Medicaid expansion - The ACA also expands Medicaid coverage to many lower middle class people that are above the poverty line in order to help them pay for plan premiums. The subsidies that you typically hear about come from this initiative.
Medicare reform - There are also a series of reforms aimed at moving us away from the predominant fee-for-service model and towards outcomes-based care. Post-ACA, Medicare is increasingly paying out a flat fee for certain conditions, say pneumonia, rather than paying for each individual test performed. The idea here is to incentivize hospitals to provide better care at a lower overall cost and keep people out of hospitals rather than charge patients an arm and a leg for unnecessary diagnostic and therapeutic procedures.
Health Insurance Exchanges - As part of the ACA, the government set up a public exchange where individuals and small businesses can compare and shop for health insurance plans. Now, people without employer-sponsored healthcare can get the same "group buying" power thanks to the federal government. Insurers plug into the marketplace and compete alongside one another for new patients.
The ACA requires that every state offer an exchange to its residents, and states can either 1) create and run its own exchange, 2) federal government can run it for them, or 3) the state can partner with the federal government and run a joint exchange. Consumers choose between standardized bronze, silver, gold, or platinum tier plans, and all plans cover ten "essential health benefits", so things such as hospitalization, preventative services, and prescription drug coverage are all standard. Also, each plan must cover at least 60% of all estimated costs.
There are also private exchanges that are operated by brokers or insurers. Under private exchanges, employers give their employees a set amount of money and then direct them to a private exchange where employees are free to select plans that they want based on options pre-selected by their employer. Most private exchanges have been around for many years, predating ACA.
Pre-ACA, there were approximately 30M or 40M uninsured people in the US, or over 10% of our population. The ACA's goal is to get everyone covered and to EVENTUALLY reduce overall healthcare expenditures substantially. However, this is all coming at a big initial cost - the ACA is estimated to run us about $1.2 trillion by 2025, though that is partially offset by the reduced growth in healthcare spend.

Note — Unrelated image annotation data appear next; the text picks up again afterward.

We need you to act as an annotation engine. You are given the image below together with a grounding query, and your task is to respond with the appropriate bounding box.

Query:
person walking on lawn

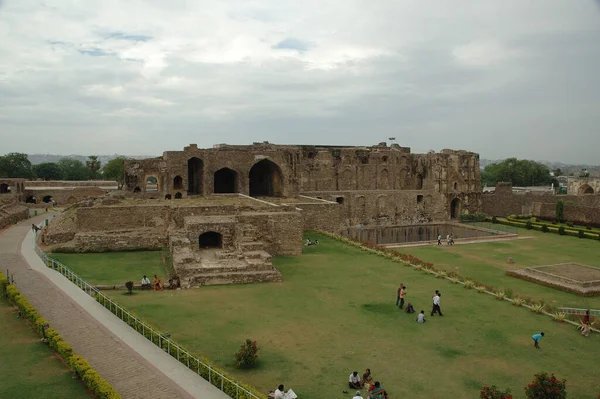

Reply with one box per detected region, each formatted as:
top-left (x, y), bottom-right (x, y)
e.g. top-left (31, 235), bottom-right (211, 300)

top-left (531, 332), bottom-right (544, 349)
top-left (431, 290), bottom-right (443, 316)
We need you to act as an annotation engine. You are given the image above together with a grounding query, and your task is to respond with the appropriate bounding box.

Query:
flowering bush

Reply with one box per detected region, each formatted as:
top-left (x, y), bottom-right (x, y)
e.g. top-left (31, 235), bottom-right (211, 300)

top-left (479, 385), bottom-right (512, 399)
top-left (525, 372), bottom-right (567, 399)
top-left (235, 339), bottom-right (258, 367)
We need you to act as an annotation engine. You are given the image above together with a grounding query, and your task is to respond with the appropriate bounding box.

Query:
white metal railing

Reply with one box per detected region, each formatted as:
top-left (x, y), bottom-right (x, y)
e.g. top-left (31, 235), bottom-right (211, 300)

top-left (34, 225), bottom-right (266, 399)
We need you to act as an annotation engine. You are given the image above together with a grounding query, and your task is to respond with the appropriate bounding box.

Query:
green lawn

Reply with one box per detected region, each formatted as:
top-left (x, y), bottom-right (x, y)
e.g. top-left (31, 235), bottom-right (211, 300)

top-left (0, 299), bottom-right (93, 399)
top-left (85, 233), bottom-right (600, 399)
top-left (50, 251), bottom-right (168, 285)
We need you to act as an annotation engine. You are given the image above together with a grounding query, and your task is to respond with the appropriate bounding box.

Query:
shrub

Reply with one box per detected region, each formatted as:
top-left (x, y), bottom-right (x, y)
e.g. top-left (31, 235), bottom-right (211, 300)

Most developed countries around the world have superior healthcare systems compared to our own. The prevalent model is usually some version of universal healthcare coverage, and often times a true single payer system. The ACA is not a full reform, it is a halfway measure. To push the law through, many concessions had to be made with all of the major powers in the healthcare ecosystem. While we are well on our way to universal coverage, the rising cost issue is more complicated. I only hope that we are on the right path.